Aku masih terdiam, berusaha mencerna semua yang terjadi, kubiarkan air mataku mengalir deras, air mata penyesalan atas seluruh kebodohan yang telah aku lakukan. Ada air mata bahagia karena dia telah bahagia. Setidaknya ada kisah yang berakhir bahagia, walaupun tentu bukan kisahku.

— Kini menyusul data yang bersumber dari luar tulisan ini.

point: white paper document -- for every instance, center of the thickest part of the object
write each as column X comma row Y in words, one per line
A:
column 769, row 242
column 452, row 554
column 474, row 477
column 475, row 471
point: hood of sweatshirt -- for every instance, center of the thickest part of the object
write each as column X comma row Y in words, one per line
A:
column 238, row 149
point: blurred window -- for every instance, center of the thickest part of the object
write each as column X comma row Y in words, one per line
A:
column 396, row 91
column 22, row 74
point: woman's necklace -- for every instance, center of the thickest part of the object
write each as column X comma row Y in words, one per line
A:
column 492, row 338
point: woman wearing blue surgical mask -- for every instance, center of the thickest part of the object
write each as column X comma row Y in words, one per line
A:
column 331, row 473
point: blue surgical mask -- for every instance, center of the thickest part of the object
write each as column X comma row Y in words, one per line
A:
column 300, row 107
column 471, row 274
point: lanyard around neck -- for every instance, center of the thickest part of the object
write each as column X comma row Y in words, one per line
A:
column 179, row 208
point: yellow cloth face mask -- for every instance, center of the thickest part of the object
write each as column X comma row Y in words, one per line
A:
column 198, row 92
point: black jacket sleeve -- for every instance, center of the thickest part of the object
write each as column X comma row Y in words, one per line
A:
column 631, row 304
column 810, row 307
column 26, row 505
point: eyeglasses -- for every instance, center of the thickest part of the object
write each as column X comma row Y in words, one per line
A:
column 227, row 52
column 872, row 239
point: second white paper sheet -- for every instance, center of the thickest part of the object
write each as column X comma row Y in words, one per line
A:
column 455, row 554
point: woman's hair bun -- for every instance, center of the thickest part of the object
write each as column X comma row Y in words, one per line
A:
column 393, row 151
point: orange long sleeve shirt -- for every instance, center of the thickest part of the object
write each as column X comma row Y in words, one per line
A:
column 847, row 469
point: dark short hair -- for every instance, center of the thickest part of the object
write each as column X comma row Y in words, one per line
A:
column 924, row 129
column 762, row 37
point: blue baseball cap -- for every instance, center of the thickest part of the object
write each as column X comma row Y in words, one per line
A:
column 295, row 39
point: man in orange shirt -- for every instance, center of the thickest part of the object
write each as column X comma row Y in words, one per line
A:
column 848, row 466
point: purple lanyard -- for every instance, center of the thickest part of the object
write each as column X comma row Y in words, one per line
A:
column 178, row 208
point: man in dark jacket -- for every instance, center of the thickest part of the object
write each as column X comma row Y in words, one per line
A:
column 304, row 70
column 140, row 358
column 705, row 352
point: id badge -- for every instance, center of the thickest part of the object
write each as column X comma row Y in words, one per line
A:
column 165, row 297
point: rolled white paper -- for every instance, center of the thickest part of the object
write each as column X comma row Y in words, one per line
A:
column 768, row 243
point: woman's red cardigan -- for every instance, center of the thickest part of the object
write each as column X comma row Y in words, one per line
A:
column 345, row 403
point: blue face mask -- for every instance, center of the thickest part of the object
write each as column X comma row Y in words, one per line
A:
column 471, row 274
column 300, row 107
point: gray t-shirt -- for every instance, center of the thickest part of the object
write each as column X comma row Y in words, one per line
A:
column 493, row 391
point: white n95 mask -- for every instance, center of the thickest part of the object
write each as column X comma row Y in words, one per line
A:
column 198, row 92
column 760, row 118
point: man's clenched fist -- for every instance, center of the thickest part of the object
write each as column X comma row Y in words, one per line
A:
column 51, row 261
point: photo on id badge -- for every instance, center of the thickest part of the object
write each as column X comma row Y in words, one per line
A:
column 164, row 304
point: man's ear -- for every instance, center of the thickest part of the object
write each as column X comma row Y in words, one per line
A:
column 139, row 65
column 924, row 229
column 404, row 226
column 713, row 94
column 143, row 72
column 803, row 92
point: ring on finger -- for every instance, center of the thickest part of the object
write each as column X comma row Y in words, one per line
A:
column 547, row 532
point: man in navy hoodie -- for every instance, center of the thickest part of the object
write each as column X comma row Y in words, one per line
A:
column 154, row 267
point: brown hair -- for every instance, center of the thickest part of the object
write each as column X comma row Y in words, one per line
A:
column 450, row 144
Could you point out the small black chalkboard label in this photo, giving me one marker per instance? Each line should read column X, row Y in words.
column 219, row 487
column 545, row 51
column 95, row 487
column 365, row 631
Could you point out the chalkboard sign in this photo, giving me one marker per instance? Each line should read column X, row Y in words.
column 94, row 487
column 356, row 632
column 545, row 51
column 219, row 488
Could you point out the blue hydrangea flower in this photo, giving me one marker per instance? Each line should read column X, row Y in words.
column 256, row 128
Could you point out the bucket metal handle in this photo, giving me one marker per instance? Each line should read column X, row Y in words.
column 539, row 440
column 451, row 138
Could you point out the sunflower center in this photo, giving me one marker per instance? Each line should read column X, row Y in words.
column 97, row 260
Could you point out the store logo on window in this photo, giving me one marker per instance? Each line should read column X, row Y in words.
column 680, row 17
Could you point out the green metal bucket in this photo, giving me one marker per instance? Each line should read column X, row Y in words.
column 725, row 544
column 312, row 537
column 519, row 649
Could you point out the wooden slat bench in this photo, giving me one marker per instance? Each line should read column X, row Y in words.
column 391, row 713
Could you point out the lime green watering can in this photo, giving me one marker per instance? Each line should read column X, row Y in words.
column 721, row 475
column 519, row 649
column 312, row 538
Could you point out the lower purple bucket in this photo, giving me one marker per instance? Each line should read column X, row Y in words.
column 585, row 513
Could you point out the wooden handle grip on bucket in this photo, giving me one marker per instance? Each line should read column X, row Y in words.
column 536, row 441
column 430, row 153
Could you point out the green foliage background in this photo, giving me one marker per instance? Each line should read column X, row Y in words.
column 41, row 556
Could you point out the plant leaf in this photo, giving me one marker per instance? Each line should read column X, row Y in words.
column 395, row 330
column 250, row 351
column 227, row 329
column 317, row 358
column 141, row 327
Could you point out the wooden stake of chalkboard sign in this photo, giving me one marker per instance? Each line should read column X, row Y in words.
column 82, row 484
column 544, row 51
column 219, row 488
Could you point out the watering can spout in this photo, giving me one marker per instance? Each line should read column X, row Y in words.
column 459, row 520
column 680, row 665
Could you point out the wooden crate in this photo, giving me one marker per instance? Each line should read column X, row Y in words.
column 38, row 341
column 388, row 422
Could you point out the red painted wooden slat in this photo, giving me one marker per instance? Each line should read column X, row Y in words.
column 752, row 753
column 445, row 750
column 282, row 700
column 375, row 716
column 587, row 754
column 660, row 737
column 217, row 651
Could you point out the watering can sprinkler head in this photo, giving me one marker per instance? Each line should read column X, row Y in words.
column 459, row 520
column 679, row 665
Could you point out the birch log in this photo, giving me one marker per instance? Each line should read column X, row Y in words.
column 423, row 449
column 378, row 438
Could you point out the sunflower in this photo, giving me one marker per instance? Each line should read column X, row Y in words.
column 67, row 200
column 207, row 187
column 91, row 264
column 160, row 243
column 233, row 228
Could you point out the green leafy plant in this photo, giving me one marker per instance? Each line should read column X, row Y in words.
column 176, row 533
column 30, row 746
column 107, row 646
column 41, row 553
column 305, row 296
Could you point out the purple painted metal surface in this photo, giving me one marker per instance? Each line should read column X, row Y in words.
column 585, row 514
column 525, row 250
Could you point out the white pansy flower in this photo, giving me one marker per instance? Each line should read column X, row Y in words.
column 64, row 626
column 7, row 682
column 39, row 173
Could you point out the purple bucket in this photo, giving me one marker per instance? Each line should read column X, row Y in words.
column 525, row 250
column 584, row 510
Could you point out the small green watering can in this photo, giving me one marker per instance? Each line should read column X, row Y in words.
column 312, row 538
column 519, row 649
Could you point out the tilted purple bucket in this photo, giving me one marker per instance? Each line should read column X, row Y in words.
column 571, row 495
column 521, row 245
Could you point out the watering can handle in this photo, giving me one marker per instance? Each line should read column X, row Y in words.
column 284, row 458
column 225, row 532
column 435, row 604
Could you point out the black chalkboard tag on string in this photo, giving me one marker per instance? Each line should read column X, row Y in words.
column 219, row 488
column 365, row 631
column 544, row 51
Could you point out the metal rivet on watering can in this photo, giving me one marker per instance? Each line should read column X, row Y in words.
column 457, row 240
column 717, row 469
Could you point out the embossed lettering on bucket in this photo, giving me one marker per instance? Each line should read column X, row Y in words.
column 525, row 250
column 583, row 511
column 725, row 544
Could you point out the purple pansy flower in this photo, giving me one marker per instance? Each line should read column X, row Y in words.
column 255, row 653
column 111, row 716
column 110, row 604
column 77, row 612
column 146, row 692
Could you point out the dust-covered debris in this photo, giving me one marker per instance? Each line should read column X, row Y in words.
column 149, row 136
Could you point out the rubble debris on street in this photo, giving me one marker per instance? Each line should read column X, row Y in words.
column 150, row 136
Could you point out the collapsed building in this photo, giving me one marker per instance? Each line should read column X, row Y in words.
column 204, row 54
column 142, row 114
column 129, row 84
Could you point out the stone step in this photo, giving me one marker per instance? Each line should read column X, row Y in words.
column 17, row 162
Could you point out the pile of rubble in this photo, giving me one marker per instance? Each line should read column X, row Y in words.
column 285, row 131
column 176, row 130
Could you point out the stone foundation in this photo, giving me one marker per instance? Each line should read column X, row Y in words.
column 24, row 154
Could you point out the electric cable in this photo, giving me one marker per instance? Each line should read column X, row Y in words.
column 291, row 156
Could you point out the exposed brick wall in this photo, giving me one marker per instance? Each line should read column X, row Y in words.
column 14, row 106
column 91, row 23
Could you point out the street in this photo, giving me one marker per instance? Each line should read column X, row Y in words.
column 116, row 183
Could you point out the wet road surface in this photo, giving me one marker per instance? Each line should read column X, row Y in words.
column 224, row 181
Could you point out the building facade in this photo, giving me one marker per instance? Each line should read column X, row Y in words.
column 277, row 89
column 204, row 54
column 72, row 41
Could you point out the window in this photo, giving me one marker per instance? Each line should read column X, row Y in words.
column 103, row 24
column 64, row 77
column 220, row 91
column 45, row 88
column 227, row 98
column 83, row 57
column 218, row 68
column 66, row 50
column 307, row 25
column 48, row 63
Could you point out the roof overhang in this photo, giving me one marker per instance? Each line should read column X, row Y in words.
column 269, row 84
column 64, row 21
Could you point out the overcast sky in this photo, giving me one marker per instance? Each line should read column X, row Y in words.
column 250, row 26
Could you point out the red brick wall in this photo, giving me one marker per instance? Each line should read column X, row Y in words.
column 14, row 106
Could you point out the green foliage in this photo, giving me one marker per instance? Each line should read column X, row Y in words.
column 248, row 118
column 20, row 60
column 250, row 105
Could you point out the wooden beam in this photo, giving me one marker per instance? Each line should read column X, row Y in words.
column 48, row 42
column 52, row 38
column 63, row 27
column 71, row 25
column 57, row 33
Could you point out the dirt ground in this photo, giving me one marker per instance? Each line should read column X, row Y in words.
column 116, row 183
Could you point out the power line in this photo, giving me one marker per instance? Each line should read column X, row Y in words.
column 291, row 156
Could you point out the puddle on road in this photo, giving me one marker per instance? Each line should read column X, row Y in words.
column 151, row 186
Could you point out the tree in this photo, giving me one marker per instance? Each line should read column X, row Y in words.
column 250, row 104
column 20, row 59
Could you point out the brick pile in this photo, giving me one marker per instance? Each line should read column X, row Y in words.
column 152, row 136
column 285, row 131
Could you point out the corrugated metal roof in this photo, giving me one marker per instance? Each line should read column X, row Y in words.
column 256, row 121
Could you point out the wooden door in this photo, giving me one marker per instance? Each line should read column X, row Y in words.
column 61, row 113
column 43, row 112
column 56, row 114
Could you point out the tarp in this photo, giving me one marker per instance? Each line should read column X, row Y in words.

Aku menyeruput kembali tehku, menghirup dalam dalam aroma hujan, memenuhi seluruh rongga dadaku, agar tidak ada lagi rasa yang tersisa. Aku telah selesai dengan harapan harapan yang kubuat sendiri, harapan harapan yang terpaksa harus digusur oleh air mata kesedihan dan penyesalan. Semuanya akan baik baik saja, hanya perlu waktu untuk terbiasa. Aku mengambil handphone ku, menghapus kenangan yang masih tersisa, kenangan yang hanya dibuat sendiri. Aku kembali menarik nafas dalam, menghisap seluruh perasaan dan harapan yang masih tersisa, ikut membuangnya ketika aku menghembuskan nafas perlahan. Kini, aku tidak akan pernah mengganggunya lagi, aku ikhlaskan segalanya, segala perasaan yang pernah dititipkan Tuhan hanya untuk sementara.
Apapun yang terjadi hidup harus tetap berjalan, seperti burung burung yang kembali terbang bebas setelah hujan reda.